The Company also announced that Doug Faggioli, after 27 years with Nature’s Sunshine Products, has decided to step down as President and CEO and as a member of the Board of Directors, effective June 30, 2010. Michael Dean, a member of the Board and a former ABC Cable Networks and Walt Disney Company executive, has been named to succeed him. Mr. Faggioli will remain as a consultant to the Company.
For the quarter ended December 31, 2009, the Company reported that net sales revenue totaled $89.9 million, compared to $88.2 million for the same three-month period in 2008, an increase of 1.9 percent. Operating income increased to $5.3 million, compared to an operating loss of $0.8 million for the same three-month period in 2008. Net income totaled $4.0 million, compared to a net loss of $0.5 million in the fourth quarter of last year. Basic and diluted net income per share was $0.26, compared to a net loss per share of $0.03 for the same period last year. These improvements in operating and net income were principally due to reduced operating expenses resulting from the favorable settlement of several value-added tax (“VAT”) and other non-income tax related contingencies, as well as management’s efforts to reduce selling, general and administrative expenses. Total operating expenses were $84.6 million, as compared to $89.0 million in the fourth quarter of 2008, a 4.9 percent improvement.

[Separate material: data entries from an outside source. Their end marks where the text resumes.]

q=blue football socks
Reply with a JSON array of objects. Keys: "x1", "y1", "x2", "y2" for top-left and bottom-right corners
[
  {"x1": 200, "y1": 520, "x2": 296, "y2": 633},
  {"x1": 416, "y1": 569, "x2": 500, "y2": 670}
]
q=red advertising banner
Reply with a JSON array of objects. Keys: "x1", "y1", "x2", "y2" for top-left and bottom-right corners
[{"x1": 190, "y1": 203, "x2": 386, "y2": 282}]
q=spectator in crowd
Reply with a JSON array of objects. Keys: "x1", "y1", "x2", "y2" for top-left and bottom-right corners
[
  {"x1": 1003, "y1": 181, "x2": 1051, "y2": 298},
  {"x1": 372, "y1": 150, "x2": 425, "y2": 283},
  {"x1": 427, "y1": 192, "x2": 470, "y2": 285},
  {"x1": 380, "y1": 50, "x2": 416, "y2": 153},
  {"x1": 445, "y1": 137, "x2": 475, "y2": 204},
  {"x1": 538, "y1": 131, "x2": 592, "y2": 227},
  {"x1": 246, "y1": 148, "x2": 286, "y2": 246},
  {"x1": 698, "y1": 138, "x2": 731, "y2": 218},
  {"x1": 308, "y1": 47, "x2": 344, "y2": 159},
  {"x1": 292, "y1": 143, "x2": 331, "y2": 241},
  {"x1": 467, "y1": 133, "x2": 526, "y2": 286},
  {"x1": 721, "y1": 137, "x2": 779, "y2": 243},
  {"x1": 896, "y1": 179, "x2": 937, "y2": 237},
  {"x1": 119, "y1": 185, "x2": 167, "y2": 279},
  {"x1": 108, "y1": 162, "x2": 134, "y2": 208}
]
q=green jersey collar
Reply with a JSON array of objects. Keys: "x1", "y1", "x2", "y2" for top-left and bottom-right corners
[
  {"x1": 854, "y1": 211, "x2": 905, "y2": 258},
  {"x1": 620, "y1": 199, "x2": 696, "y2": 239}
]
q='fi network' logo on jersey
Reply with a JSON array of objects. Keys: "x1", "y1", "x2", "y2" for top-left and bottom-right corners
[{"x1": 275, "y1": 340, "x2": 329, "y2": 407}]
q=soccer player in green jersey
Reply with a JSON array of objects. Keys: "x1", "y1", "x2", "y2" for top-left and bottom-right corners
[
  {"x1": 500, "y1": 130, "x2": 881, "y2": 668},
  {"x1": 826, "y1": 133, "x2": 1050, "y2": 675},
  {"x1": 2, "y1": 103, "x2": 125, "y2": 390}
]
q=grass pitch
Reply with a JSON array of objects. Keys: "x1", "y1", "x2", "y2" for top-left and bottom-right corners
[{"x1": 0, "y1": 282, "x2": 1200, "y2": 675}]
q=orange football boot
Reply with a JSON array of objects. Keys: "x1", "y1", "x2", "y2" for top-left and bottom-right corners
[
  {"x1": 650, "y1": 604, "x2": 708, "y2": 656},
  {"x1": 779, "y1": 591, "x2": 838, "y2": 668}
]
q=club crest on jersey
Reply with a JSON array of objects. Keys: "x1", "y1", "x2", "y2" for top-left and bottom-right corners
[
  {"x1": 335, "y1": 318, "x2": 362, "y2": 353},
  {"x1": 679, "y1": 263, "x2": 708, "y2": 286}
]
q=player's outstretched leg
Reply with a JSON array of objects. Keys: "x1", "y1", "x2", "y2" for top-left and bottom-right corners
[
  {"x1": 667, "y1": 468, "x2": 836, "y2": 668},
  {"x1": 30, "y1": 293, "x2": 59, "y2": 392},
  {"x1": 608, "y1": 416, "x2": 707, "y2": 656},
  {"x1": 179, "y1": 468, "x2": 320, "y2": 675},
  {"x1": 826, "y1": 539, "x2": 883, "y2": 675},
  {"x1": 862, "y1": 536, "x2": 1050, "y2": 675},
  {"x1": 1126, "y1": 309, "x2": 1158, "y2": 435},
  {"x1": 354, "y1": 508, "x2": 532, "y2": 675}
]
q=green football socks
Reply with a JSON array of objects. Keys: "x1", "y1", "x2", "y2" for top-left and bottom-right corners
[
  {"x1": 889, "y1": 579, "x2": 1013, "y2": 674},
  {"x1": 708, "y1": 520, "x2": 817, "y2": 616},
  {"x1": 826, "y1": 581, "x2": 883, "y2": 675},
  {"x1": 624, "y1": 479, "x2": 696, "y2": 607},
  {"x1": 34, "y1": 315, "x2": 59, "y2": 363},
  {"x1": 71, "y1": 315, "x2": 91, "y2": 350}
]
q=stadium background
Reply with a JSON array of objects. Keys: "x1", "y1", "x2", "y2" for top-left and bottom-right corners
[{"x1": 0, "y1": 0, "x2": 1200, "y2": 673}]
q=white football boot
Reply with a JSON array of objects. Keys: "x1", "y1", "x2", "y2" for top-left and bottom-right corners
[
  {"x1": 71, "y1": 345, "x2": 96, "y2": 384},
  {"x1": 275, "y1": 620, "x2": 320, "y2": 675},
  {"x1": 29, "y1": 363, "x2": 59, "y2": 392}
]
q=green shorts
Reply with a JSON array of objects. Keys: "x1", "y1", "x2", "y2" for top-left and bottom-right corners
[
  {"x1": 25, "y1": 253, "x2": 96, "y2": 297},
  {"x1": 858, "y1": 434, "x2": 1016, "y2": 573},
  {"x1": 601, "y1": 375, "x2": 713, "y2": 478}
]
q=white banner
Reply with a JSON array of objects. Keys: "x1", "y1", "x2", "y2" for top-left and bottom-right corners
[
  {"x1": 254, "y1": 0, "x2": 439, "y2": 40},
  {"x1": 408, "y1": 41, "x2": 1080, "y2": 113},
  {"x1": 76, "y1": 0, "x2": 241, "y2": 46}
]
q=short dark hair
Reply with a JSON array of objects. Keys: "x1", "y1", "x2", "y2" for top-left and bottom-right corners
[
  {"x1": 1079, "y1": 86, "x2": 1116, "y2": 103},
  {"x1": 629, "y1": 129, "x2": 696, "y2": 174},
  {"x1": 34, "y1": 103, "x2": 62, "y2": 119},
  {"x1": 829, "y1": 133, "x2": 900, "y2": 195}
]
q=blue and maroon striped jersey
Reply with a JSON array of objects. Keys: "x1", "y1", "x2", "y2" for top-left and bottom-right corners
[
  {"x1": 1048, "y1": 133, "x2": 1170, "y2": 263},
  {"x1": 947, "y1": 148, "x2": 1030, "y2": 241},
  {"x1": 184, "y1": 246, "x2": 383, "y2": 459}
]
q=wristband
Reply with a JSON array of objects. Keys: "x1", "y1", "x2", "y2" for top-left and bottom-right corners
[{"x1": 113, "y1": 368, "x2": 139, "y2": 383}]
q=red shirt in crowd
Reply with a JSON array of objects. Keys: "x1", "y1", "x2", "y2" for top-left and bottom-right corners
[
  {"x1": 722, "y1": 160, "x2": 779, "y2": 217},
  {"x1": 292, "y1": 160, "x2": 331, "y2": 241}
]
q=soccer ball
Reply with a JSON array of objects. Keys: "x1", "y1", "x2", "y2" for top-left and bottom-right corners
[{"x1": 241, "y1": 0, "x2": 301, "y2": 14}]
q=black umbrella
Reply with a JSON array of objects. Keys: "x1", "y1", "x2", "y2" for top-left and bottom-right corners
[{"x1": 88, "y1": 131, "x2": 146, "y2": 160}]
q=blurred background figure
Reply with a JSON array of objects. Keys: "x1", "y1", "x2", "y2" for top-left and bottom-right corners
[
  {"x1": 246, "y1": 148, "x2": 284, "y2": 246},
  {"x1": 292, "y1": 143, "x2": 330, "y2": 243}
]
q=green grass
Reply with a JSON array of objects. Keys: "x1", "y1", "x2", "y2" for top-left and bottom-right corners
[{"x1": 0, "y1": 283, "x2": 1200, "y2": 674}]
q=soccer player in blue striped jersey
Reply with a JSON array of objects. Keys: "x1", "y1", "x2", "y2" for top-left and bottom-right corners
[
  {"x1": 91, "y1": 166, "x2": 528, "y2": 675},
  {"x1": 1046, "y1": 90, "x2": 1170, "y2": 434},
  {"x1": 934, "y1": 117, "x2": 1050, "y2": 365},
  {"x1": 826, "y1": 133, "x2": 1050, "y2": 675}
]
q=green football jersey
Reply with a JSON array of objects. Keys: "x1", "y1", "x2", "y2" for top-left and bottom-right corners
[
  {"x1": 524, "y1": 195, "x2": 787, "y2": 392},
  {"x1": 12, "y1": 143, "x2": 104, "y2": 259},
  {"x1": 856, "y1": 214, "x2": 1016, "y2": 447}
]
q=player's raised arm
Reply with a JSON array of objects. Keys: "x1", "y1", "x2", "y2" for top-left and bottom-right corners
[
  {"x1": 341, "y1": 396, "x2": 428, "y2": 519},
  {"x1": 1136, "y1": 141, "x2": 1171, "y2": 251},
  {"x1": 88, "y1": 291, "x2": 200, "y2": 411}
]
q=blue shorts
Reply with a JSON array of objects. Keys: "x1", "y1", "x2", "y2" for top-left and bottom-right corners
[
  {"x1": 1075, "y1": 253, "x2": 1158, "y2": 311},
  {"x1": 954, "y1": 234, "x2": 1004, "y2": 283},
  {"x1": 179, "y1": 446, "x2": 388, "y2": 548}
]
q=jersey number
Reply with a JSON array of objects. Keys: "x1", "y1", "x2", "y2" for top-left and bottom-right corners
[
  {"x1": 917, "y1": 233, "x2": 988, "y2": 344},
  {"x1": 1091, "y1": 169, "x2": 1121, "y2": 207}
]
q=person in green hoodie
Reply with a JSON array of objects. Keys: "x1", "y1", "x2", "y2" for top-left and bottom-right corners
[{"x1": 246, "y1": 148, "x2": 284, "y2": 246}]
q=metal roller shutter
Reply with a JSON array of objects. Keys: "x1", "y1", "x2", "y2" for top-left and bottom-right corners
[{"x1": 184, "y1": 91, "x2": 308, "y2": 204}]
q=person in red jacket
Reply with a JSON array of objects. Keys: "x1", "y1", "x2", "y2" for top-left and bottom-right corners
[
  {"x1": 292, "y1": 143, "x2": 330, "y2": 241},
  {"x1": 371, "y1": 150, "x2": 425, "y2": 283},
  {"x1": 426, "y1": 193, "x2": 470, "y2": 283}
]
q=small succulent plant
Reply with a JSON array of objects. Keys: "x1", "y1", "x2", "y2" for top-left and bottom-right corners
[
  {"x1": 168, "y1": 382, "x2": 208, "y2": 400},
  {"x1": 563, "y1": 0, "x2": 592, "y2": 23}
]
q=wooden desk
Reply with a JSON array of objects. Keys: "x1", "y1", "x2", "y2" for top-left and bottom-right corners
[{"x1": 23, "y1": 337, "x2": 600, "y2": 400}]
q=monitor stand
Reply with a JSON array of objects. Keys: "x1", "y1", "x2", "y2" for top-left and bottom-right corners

The Company’s balance sheet remained strong with cash and cash equivalents of $35.5 million, and shareholders’ equity of $57.1 million as of December 31, 2009. The Company has no long-term debt.
Net sales revenue for the year ended December 31, 2009 totaled $343.0 million, as compared to $373.2 million for the same period in 2008, a decline of approximately 8.1 percent. The decrease in sales was principally due to global economic conditions and the adverse effect of foreign currency fluctuations earlier in the year as a result of a stronger U.S. dollar. Excluding the effect of foreign currency fluctuations, sales in local currencies were down approximately 6.3 percent. Total operating expenses decreased to $332.3 million from $367.6 million in the prior year. Operating income increased to $10.8 million from $5.6 million year over year, primarily due to the reduction of operating expenses as a result of the favorable settlement of several VAT and other non-income tax related contingencies, as well as management’s efforts to reduce selling, general and administrative expenses. As a result, net income for the year increased to $6.1 million, or $0.39 per basic and diluted share, from a net loss of $1.8 million, $0.12 per basic and diluted share, for the prior year.
At year-end, active distributors totaled approximately 697,200, compared to 729,600 a year earlier, and active managers totaled approximately 28,800, compared to 25,900 at the end of 2008.